I needed the change of pace. It wasn’t enough to watch over the strip joint, to deal with the chop shop shit with Steel. I needed more responsibility, more room to grow. But leaving Keira and Cyan behind? Fuck, I wasn’t sure if I could even do it.

  I revved the bike harder, pushing it past the speed limit as I blasted down the highway on my way toward town.

  When my cell buzzed, I almost ignored it, but along the wind, I heard Rex’s ringtone, and I knew not to ignore his call.

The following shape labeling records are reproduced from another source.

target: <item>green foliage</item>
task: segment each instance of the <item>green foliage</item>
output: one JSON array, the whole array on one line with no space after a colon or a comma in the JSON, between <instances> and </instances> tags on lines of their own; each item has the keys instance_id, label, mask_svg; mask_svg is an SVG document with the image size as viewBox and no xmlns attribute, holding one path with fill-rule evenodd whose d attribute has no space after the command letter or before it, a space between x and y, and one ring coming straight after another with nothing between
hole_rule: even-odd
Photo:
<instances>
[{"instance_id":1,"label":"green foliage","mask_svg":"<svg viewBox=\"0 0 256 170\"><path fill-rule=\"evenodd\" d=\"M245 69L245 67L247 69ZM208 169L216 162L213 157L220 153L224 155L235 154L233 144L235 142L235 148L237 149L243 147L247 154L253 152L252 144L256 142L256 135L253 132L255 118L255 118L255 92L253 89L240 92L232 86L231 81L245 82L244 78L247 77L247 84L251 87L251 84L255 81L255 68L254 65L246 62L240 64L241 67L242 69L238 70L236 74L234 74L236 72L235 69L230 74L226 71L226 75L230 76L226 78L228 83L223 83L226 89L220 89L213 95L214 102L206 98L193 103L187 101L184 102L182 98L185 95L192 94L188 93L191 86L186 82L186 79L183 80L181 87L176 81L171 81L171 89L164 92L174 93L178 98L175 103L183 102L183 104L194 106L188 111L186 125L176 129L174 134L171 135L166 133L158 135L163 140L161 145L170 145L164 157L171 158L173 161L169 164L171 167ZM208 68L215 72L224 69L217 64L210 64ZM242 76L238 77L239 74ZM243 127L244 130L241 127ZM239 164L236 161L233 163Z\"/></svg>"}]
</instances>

  The idea that, in Coshocton, a bunch of brothers would feel the same way about me, that they’d feel that same fear, was an unexpected thrill.

  Power didn’t get me going, but I figured the idea of being more, of doing more than just being Rex’s lackey, was the only way I’d ever get out of this rut.

  Too much pussy.

  Too much drink.

  Fuck.

  Temptations were rampant everywhere, but I was wasting myself here. Wasting away because I was living with regrets for shit I’d done when I was even more stupid than I was now.

  Keira was forever.

  She had that vibe about her, and being the dumbfuck I was back then, I’d been unable to deal with that.

  Now?

  I’d give my liver to have her back.

  With my phone still buzzing, I pulled over, not because of Rex’s call, but because the tears in my eyes were getting in the way of my driving. I didn’t need to crash my fucking bike. Moving away was better for Cyan than her daddy dying in a road accident, and even though I was crying like a pussy, it was, I thought, only a smart man who recognized what he’d done, the mistakes he made, and who could mourn for it and his stupidity.

  As I rode to the side, cars whipped past me, a few blaring their horns at how I’d slipped through the lanes.

  I ignored them, reached for my cell, and when I saw the messages, I didn’t call Rex back, just dealt with them straight.

  Seeing the live location I’d been sent a screenshot of, I typed out my reply.

  Me: I’m two minutes away. I’m on the highway, just need to pull around.

  Rex: GO! We’re sending back up. ETA, ten minutes. Her guards didn’t realize she’d gone out.

  Me: Fuck. Nyx needs to slam some skulls. On it.

  Thinking about how the brothers on Lily were going to get their asses handed to them didn’t beat down my anger as I shoved my phone back into my jeans then revved my bike into life.